2020年本屋大賞翻訳部門で1位を受賞した、ソン・ウォンピョン作の『アーモンド』、書店で何度か目にした方も多いんじゃないかなあ。
生まれつき感情を理解できない少年ユンジュが、一人の”怪物”との出会いを通し、人生を変えていくお話。
ユンジュが持っていなかった、「共感」性。
なんで人に共感できるのか分析してみると、自分の経験と相手の経験を結びつける想像力がある。ユンジュは自分の経験自体に感情が伴っていないから想像が出来ないし、もちろん共感も出来なかった。
けど、だからこそ、分からないからこそ、ユンジュが相手に問うその質問は、共感できていると思い込んでいるわたしたちをハッとさせると思う。
「なんで〇〇なの」って言葉は普通、否定的に捉えられる。
例えば、「校則を守れ」って言っている先生に対して「なんで校則って守らなきゃいけないんですか」こう聞いたら先生は怒ると思う。
けど純粋にその理由を知りたい人が悪意の(もしかすれば善意も)ない眼差しでその質問をしてきたら、わたしたちはその問いに真正面から向き合うようになる。そして物事の根っこを探るようになる。
この本のあらすじだけ見ると、人との出会いでユンジュが変わっていくって書いているから、まるで周囲がユンジュを変えたように感じてしまう。
本当は、ユンジュとの出会いで相手が変わって、変化したその相手がユンジュにも影響を与える、っていう構造なんじゃないかな。ユンジュの純粋な疑問一つ一つが相手に本当の理解を意図せず促している。
そんなユンジュの疑問の中で、わたしが本当の理解を迫られたものが『共感』だった。
わたしたちは日々、共感することが出来ていると思い込んでいる。実際出来ているとは思うけど、そんなの三歩歩けば忘れてしまうようなものだと思う。
わたしが思ったのは、共感なんて意味がないっていうことじゃなくて、いかに共感というものが脆いか理解すること、相手を完全に理解していると思い込まないこと、勝手に決めつけて途中で想像することをやめないこと、これらが大事なんだということ。
って言ってもある程度感情の経験値があるわたしたちにはそれが難しい。自分に置き換えて勝手に想像しちゃうから。だから偏見とかが生まれちゃう。けどそういう自分がいるんだと理解しているかしていないかで全然変わってくると思う。
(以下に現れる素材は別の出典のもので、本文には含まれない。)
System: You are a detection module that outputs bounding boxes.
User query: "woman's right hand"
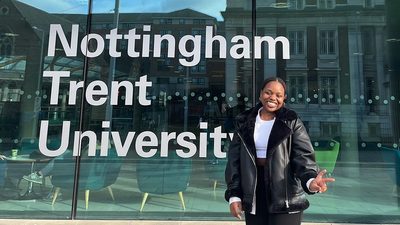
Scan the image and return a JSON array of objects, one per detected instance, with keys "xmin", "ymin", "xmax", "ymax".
[{"xmin": 229, "ymin": 202, "xmax": 243, "ymax": 220}]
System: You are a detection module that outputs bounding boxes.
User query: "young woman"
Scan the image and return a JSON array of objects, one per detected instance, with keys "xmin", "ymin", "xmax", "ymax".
[{"xmin": 225, "ymin": 77, "xmax": 334, "ymax": 225}]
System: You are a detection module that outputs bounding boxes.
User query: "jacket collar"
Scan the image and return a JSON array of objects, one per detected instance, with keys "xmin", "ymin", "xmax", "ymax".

筆者が一番に伝えたかった部分はここじゃない。あとがきにて何を書きたかったか記してある。けど、わたしは筆者の一番伝えたかった部分も感じつつ、自分が一番に感じたことをこうして表した。
本を読むってたくさんの感情を知ることのできる一つのツールだよね、そこでたくさんの感情を知るからこそ、理解した気にならずに常に頭をフル稼働させなきゃいけない。止まったら終わり。疲れるから止まりたくなる、この答えで満足したくなる。けどそれが誤解や偏見を生んでしまう。
わたしたちはアーモンドがあるからこそ、他者を理解できるし、誤解することもできる。それを上手に使えるようにたくさん練習しなくちゃいけない。